Se penso invece che il comunismo ha incarnato la speranza degli
oppressi, allora sono comunista. Ma se me lo chiede Berlusconi,
sono tre volte comunista".
In occasione di un convegno svoltosi a Napoli, il parlamentare
europeo Michele Santoro ha duramente attaccato il capo del
Governo, "mandante" della sua epurazione dalla tv pubblica.
Interpellato dai giornalisti a proposito della sua "fede"

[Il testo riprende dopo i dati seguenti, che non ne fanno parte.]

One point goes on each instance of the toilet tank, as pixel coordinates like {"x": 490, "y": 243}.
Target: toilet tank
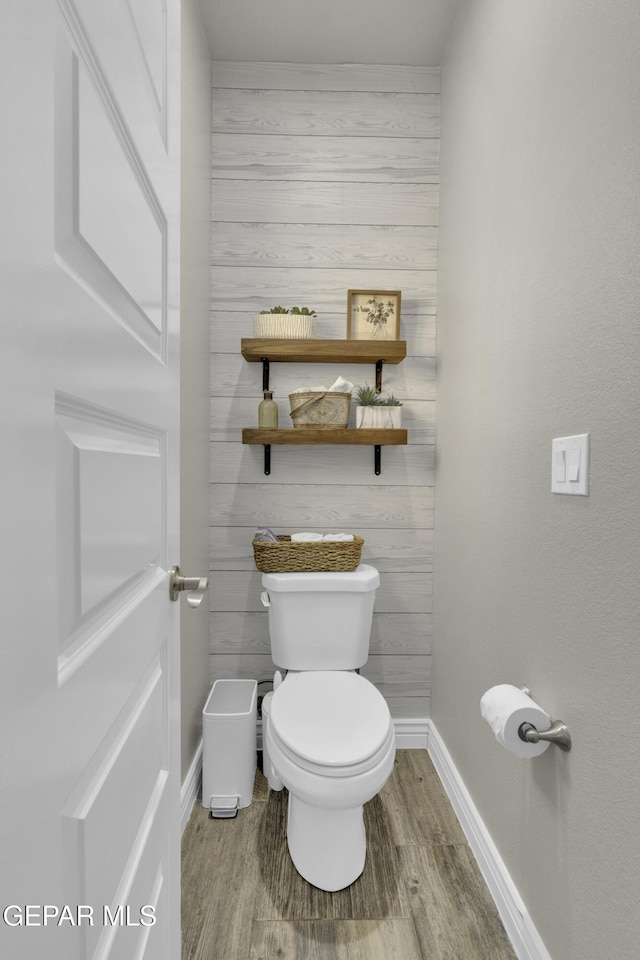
{"x": 320, "y": 621}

politica, il giornalista ha subito affermato che il comunista per
eccellenza, nel senso peggiore del termine, è proprio il
presidente del Consiglio.
"Nella mia professione io ho sempre agito con profonda onestà e
nel rispetto della deontologia professionale - ha chiarito -
Berlusconi ha agito da comunista, con un diktat bulgaro puntando
il dito contro Biagi, Santoro e Luttazzi. Io mi sono sempre
sentito un combattente della libertà d'espressione".
L'ex presentatore di "Sciuscià" ha poi concentrato la sua
attenzione sull'attuale situazione della tv italiana, diventata
negli ultimi tempi "un unico grande reality".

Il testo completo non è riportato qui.